Berlin - Kommt eine Frau die Treppe vom U-Bahnhof hoch und steht am Kottbusser Tor. Sie hat sich verfahren und fragt, Entsetzen im Blick, wo sie hier sei. Eine Wienerin am Kotti. Als Anwohner will man im Erdboden versinken, aber der Platz ist dafür zu dreckig. Läuft man Richtung Wassertorplatz, kann man immer wieder die einfach vors Haus auf die Straße gestellten Möbel der Anwohner ansehen: Küchen, Bettroste, dicke Sofas, Wäsche. Die Kommune müht sich, den Sperrmüll wegzuräumen. Aber es quillt schnell neuer hervor. Trotz Videoüberwachung. Bürgerputzaktionen wie an diesem Wochenende helfen nur für einen Moment.

Mokiert sich ein Auswärtiger über den Berliner Dreck, lautet eine trotzige Abwehrreaktion: Hier sieht’s eben nicht aus wie in einer Kleinstadt im Südwesten, dafür ist Berlin bunt. Was für ein dummer Spruch. Er sagt: Bunt ist dreckig. Verstehe einer diese Logik. 

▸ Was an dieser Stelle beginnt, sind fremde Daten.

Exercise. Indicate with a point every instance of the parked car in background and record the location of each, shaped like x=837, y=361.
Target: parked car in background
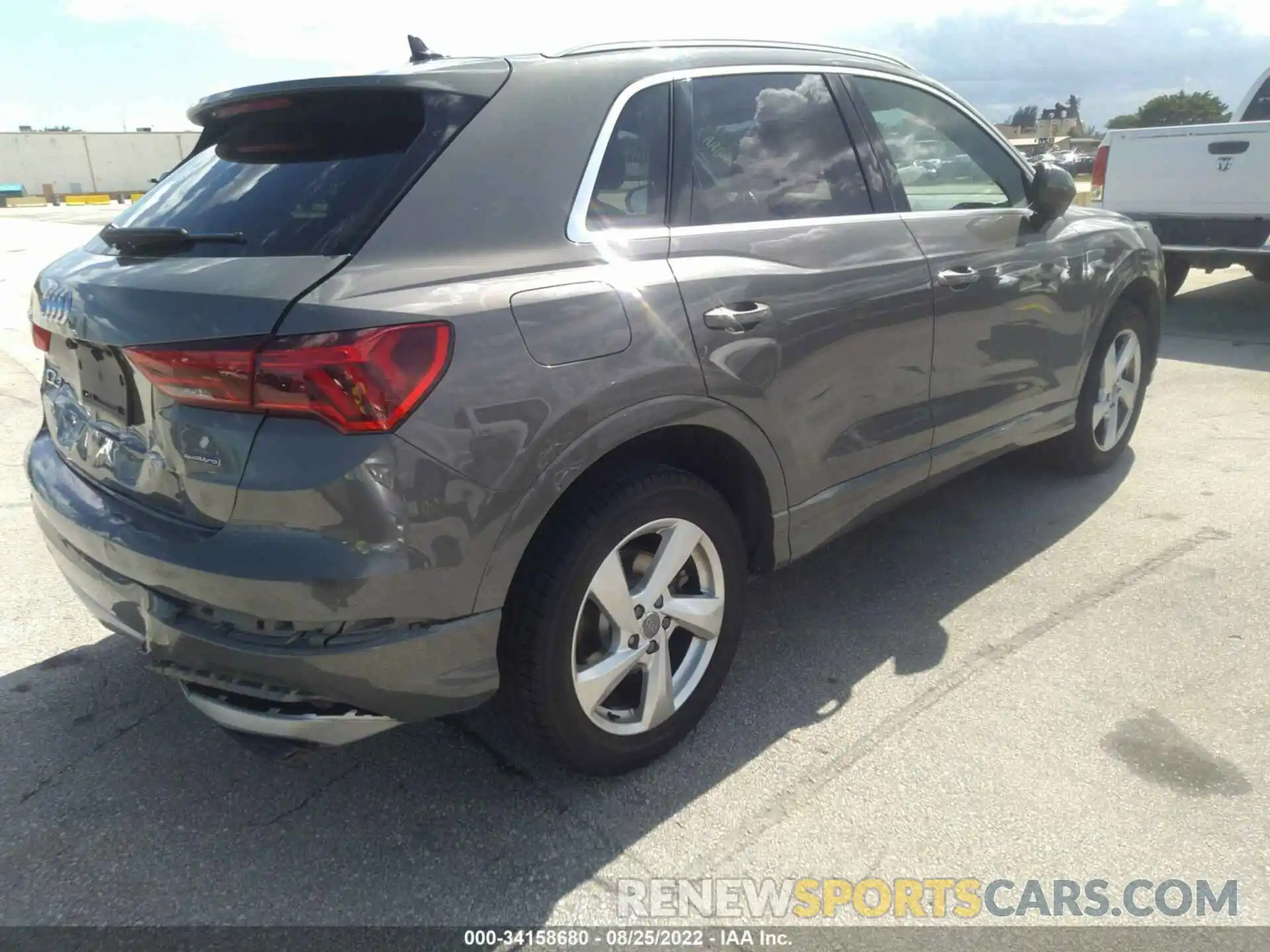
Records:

Bunt und sauber - das ist möglich

Wieso sollte eine bunte Stadt nicht nett aussehen, mit wenig Glasscherben in Grünanlagen, wo Kinder und Tiere rumlaufen? Man kann nun auf die Grünflächenämter zeigen, die womöglich falsche Schwerpunkte setzen. Man kann daran erinnern, dass die Grünpflege kleingespart und kaputtorganisiert wurde. Aber zur Wahrheit gehört auch: Der Dreck kommt nicht von allein dorthin. Bürgerinnen und Bürger lassen ihn einfach fallen. Womöglich  haben sich zu viele Leute an den Dreck gewöhnt und werfen ihren dazu.

Kontrollieren und bestrafen

Das bleibt folgenlos: Haben Sie schon einmal erlebt, dass solches Fehlverhalten ordnungsamtlich sanktioniert wurde? Laut Bußgeldkatalog kostet das Wegwerfen oder Liegenlassen von Kleinmüll wie Pappbechern, Zigarettenschachteln oder Bananenschalen 35 Euro. Großstädte wie Wien flankieren ihre Stadtreinigung mit Bußgeldern gegen Vermüller. Das kann Berlin auch – damit es sauber, bunt und sexy wird.